SilverBlueMedallion
Ever try and use the "Slide" feature in order to push a chorus another 4 bars out? It works IF you don't have tempo and meter changes programmed into your track! If you do, you have to go into the meter key and delete the ones you have setup and then make new meter changes (doesn't even let you change the measure to start the new meter in - but it should do it automatically anyway). Same thing for the tempo map.
I haven't used Slide to do that because it's the
wrong tool for what you want to do. Slide is a
Process command, and as the Help says, it's for moving events in tracks. Tempo and meter changes are not events in tracks, they are Project-related. Therefore you need to use
Project commands. If you want to slide a chorus another 4 bars out, you'd use
Project > Insert Time/Measures, which will push project-related parameters (including tempo and meter changes) out along with the track data.

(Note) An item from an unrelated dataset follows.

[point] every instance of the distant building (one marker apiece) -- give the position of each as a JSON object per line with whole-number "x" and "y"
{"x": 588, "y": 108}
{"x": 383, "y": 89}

You could say that "Well, slide
should do that," but I'm not sure it makes sense for Cakewalk to spend time adding functionality that relates to the project level on a function that's oriented toward the track level, especially when a tool already exists for doing this on the project level (where IMO the function belongs).
As to moving blocks of songs around, as Zargg71 points out ripple editing is in progress, so saying that Cakewalk needs to do something about it is moot given that Cakewalk is doing something about it. Meanwhile, I move blocks of audio frequently, and insert and delete measures - I
have to, given that I do a lot of audio for video and remix work. Could it be more convenient? Of course, but with drag in the timeline / split at selection / group clips, I don't find it all that problematic, especially given that moving sections of songs around isn't something I do multiple times during the course of working on a project (and I make sure there aren't MIDI notes that overlap split points).
None of this is to imply that I won't welcome ripple editing improvements when they appear. I just don't find the current way of doing things gets in my way all that much. If I had to choose, I'd rather Cakewalk continue to focus on adding functions that don't exist - like upsampling, which can make a
profound difference in a mix's sound quality - than tweaking functions that do exist, but aren't as convenient as they could be...especially because Cakewalk seems to be doing both, in parallel development tracks. The recent improvements to comping (bear in mind, they're only the Phase 1 changes, there's more to come) are evidence of that.